Mettre Suzanne et Rosa l’une à côté de l’autre n’est pas un hasard de casting. Leurs communautés n’ont pas le même décor, ni le même discours officiel. L’une s’organise autour d’un homme, d’un foyer élargi, d’une autorité familiale hypertrophiée. L’autre s’adosse à un centre, à une filiation spirituelle détournée, à une coupure précoce d’avec les parents. Le point commun reste implacable : des enfants traités comme des êtres à former, à occuper, à soumettre, plutôt que comme des sujets à protéger.

Ce Que L’Émission Appelle Emprise, Sans Détour

Le mot emprise circule beaucoup, parfois trop. Dans le contexte sectaire, il désigne un système. On isole la personne du dehors. On redéfinit le bien et le mal. On contrôle l’information, le temps, le corps, parfois l’argent et les liens familiaux. Chez un enfant, le système est encore plus efficace, parce que l’enfant n’a pas de contre-modèle solide. Il n’a pas vécu « avant ». Le groupe devient le monde.

Les spécialistes invités sur le plateau ont précisément ce rôle : nommer les mécanismes sans noyer les invitées sous le jargon. Psychologues, psychiatres, parfois avocats : ils expliquent comment une loyauté se fabrique, pourquoi la honte survit à la sortie, comment une punition répétée devient une voix intérieure. Ils parlent aussi des conséquences durables. Troubles de l’attachement, hypervigilance, difficulté à faire confiance, sentiment d’être en retard sur sa propre vie. Rien de tout cela n’est spectaculaire au sens télévisuel. Tout cela est pourtant le vrai sujet.

Ce que le groupe impose

Règles, silence, tâches, séparation, surveillance, récit unique du bien.

Ce que l’enfant perd

Jeux, école ordinaire, intimité, droit de douter, image d’un adulte protecteur.

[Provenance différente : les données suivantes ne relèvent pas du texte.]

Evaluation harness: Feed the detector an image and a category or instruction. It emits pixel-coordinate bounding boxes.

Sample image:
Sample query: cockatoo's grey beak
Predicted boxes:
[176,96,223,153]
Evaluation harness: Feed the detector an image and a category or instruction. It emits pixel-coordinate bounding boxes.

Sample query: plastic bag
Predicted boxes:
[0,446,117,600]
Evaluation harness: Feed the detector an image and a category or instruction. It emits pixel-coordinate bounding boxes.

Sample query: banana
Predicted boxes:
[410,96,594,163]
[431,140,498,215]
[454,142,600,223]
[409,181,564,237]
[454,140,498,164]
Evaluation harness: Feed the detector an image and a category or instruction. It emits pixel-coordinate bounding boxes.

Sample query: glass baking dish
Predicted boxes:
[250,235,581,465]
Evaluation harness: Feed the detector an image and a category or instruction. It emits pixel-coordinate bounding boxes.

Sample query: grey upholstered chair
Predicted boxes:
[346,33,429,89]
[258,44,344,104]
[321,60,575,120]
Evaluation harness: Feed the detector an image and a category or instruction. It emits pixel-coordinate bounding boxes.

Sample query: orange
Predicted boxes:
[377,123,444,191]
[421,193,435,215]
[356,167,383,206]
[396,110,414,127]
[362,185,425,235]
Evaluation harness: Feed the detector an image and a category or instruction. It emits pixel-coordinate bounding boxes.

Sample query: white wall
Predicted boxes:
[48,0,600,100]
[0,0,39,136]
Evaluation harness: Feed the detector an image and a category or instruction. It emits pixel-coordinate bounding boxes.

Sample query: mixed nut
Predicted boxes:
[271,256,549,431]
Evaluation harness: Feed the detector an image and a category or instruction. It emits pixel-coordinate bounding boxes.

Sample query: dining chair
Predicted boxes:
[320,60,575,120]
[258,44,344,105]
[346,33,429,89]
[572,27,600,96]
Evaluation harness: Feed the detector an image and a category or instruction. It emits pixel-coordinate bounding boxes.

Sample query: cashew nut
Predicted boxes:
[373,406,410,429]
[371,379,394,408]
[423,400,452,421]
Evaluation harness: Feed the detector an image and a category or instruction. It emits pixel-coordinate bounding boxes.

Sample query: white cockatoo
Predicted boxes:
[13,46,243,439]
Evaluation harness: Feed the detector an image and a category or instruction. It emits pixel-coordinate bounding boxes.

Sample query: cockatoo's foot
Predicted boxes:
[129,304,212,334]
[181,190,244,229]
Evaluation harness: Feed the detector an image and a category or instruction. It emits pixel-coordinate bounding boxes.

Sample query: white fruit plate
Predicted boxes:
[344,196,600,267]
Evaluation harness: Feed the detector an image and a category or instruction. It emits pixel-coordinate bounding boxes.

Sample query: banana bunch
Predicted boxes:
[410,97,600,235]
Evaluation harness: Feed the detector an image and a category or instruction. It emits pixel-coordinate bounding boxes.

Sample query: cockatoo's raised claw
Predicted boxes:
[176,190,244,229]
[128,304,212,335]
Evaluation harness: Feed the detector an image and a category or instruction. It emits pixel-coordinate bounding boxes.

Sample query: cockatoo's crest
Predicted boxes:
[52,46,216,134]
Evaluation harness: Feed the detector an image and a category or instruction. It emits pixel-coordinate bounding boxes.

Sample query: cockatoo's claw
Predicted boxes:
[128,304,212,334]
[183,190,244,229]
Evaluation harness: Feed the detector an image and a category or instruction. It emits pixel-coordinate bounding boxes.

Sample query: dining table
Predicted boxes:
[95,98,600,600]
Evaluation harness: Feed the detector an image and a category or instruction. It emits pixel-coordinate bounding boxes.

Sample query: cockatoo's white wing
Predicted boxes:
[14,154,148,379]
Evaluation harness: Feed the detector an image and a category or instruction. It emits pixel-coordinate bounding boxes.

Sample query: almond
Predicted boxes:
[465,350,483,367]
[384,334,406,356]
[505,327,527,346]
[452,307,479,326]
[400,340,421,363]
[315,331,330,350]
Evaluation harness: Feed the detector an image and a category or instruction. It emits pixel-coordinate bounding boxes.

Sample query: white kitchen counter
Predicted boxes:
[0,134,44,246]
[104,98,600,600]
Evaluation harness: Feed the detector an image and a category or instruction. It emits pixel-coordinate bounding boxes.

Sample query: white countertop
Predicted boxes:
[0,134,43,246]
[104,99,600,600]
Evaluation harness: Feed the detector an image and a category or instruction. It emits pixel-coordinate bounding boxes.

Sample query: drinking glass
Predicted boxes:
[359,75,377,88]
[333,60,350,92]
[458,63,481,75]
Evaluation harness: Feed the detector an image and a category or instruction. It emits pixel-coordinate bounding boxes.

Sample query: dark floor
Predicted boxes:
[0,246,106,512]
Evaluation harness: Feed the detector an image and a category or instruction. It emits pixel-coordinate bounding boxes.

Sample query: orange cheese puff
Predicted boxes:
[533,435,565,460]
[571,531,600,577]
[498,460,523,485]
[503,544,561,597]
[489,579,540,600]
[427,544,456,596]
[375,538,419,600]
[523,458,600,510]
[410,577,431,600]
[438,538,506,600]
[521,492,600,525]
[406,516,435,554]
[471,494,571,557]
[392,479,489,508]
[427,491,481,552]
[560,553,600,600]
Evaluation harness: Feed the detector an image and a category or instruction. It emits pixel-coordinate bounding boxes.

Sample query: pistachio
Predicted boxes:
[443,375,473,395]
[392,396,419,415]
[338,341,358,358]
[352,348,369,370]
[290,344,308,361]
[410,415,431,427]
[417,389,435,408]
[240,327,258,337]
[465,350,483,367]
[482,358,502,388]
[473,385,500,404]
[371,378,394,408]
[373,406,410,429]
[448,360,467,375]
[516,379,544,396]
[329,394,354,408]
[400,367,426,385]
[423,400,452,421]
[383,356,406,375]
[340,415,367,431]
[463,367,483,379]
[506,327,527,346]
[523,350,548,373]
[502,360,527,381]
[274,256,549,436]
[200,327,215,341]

Faustine Bollaert, Une Écoute Qui Ne Dilue Pas Le Sujet

Le magazine tient autant à ses invités qu’à la manière dont on les interroge. Faustine Bollaert a construit une posture reconnaissable : questions nettes, relances précises, refus du voyeurisme gratuit. Sur un thème aussi chargé, cette posture devient décisive. On peut faire d’un récit d’enfance maltraitée un objet de fascination. On peut aussi en faire un document utile. L’émission a toujours revendiqué la seconde voie, celle du service public de la parole.

Cela n’empêche pas l’émotion. Les après-midi de Ça commence aujourd’hui sont souvent lourds, et celui-ci s’annonce particulièrement tendu. La bienveillance n’est pas une mollesse. Elle consiste à laisser le temps, à ne pas couper une phrase trop tôt, à accepter les silences. Elle consiste aussi à rappeler, sans pathos excessif, que d’autres personnes regardent peut-être l’écran en reconnaissant leur propre passé. C’est toute l’ambiguïté d’un tel numéro : il console autant qu’il réveille.

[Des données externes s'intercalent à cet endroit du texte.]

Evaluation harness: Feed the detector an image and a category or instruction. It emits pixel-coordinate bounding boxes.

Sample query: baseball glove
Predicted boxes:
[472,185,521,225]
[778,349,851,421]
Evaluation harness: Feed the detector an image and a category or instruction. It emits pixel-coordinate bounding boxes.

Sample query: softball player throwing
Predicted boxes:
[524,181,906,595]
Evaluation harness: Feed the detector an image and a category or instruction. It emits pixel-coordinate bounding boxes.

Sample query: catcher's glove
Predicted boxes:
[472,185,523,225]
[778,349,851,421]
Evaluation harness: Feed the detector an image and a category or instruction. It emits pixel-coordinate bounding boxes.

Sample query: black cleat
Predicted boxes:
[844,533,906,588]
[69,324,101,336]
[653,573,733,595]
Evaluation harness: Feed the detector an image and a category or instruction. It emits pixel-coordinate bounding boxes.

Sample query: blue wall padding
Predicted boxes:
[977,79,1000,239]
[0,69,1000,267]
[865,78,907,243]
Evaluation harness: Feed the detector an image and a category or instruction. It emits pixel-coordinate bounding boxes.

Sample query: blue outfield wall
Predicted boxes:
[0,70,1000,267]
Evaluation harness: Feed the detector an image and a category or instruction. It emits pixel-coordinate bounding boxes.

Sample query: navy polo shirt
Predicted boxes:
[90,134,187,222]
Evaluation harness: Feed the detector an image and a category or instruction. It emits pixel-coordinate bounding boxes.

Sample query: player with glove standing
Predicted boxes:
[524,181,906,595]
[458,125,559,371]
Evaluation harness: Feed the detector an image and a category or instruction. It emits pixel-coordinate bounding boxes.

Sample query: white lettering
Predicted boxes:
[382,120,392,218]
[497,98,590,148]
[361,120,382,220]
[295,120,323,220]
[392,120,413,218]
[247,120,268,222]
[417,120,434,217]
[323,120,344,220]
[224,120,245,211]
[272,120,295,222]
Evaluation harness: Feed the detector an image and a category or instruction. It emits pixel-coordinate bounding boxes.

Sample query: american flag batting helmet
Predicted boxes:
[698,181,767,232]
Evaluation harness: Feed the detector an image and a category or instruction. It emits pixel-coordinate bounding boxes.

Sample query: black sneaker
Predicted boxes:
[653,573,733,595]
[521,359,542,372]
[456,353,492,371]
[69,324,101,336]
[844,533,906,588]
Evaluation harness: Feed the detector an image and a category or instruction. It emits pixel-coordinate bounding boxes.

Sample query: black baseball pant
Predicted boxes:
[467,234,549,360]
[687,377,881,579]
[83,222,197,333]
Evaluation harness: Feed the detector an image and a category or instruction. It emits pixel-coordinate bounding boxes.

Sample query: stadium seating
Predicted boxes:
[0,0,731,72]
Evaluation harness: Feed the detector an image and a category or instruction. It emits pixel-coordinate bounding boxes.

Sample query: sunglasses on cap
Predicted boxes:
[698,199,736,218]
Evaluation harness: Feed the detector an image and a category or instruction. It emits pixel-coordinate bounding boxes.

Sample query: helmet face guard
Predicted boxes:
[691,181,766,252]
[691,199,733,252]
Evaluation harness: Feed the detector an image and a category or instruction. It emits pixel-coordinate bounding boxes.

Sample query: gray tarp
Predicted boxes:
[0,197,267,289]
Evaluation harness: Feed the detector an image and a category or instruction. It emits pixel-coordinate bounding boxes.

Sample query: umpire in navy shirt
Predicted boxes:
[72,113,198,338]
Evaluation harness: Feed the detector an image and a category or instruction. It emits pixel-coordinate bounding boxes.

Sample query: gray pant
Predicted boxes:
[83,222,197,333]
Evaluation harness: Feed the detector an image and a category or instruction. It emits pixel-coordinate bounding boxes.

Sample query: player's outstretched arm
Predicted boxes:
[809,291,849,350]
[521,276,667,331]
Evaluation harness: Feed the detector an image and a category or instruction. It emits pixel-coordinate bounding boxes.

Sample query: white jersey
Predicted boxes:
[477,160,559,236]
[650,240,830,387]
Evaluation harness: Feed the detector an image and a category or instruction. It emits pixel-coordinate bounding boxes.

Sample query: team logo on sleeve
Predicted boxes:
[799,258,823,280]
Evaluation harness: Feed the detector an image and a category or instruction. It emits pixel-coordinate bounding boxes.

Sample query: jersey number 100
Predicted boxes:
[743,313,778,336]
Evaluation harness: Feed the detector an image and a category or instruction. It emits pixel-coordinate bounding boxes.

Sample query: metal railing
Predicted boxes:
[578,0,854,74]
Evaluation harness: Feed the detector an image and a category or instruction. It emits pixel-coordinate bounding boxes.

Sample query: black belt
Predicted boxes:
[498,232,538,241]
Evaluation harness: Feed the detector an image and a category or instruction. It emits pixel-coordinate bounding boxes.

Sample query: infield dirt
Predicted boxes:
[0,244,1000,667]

Pourquoi Les Dérives Sectaires Reviennent À L’Écran

La parole sur les groupes à dérives sectaires s’est progressivement déplacée. Longtemps cantonnée aux enquêtes spécialisées, elle circule désormais dans des formats grand public. Ce déplacement a des limites. Une émission de plateau ne remplace pas une investigation judiciaire. Elle n’établit pas une vérité procédurale. En revanche, elle rend visibles des dynamiques que beaucoup de familles préfèrent encore classer dans le registre de l’excès spirituel ou de la « communauté un peu originale ».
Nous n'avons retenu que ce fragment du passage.